I have a Python list of lists:
l = [[1, 2, 3], [4], [5, 6], [7, 8, 9, 10]]
What I want is to repeat the first element of each list based on the length of the list:
result = [1, 1, 1, 4, 5, 5, 7, 7, 7, 7]
I can achieve this using list comprehension but my list is very long and so the method is slow:
result = [[x[0]]*len(x) for x in l]
[[1, 1, 1], [4], [5, 5], [7, 7, 7, 7]]
Although, this still returns a list of lists rather than a flat list. So, I am trying to figure out the fastest method for creating that flat list based on the criteria mentioned above.

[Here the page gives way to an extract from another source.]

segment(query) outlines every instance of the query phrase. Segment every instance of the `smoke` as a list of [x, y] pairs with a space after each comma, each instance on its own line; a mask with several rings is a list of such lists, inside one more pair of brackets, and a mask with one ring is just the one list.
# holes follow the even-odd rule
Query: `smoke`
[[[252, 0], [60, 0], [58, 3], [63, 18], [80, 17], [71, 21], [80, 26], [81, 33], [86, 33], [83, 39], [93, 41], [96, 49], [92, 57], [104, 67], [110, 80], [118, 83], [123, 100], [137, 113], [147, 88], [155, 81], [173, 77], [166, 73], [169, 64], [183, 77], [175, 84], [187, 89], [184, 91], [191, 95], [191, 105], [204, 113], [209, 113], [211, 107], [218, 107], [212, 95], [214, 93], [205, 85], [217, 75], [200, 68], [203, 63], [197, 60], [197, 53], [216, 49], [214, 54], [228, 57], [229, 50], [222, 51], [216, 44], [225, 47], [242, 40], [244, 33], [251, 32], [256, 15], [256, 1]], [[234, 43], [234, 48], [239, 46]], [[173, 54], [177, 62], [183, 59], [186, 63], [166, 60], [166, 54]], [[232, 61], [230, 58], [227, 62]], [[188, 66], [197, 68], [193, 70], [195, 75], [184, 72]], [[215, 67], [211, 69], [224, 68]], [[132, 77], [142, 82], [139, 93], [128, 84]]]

Update: I want the fastest performing method since the list is long
Using itertools.repeat
with chain
is the most efficient using python 2:
In [13]: l = [choice(l) for _ in xrange(1000000)]
In [14]: timeit list(itertools.chain(*[[i[0]]*len(i) for i in l]))
1 loops, best of 3: 416 ms per loop
In [15]: timeit [i[0] for i in l for _ in xrange(len(i))]
1 loops, best of 3: 245 ms per loop
In [16]: timeit list(itertools.chain.from_iterable(repeat(i[0],len(i)) for i in l))
1 loops, best of 3: 223 ms per loop
In [17]: timeit [i for x in l for i in [x[0]]*len(x)]
1 loops, best of 3: 332 ms per loop
Interestingly using python3
, using a list instead of a generator expression is faster:
In [8]: timeit list(chain.from_iterable(repeat(i[0], len(i)) for i in l))
1 loops, best of 3: 372 ms per loop
In [9]: timeit [i[0] for i in l for _ in range(len(i))]
1 loops, best of 3: 433 ms per loop
In [10]: timeit list(chain.from_iterable([repeat(i[0],len(i)) for i in l]))
1 loops, best of 3: 296 ms per loop
In [11]: timeit list(chain(*[[i[0]]*len(i) for i in l]))
1 loops, best of 3: 460 ms per loop
In [12]: timeit [i for x in l for i in [x[0]]*len(x)]
1 loops, best of 3: 348 ms per loop
If you want a compromise between time and space then iterate over the chain object getting an element at a time:
In [18]: %%timeit
for ele in chain.from_iterable([repeat(i[0],len(i)) for i in l]):
pass
....:
1 loops, best of 3: 306 ms per lo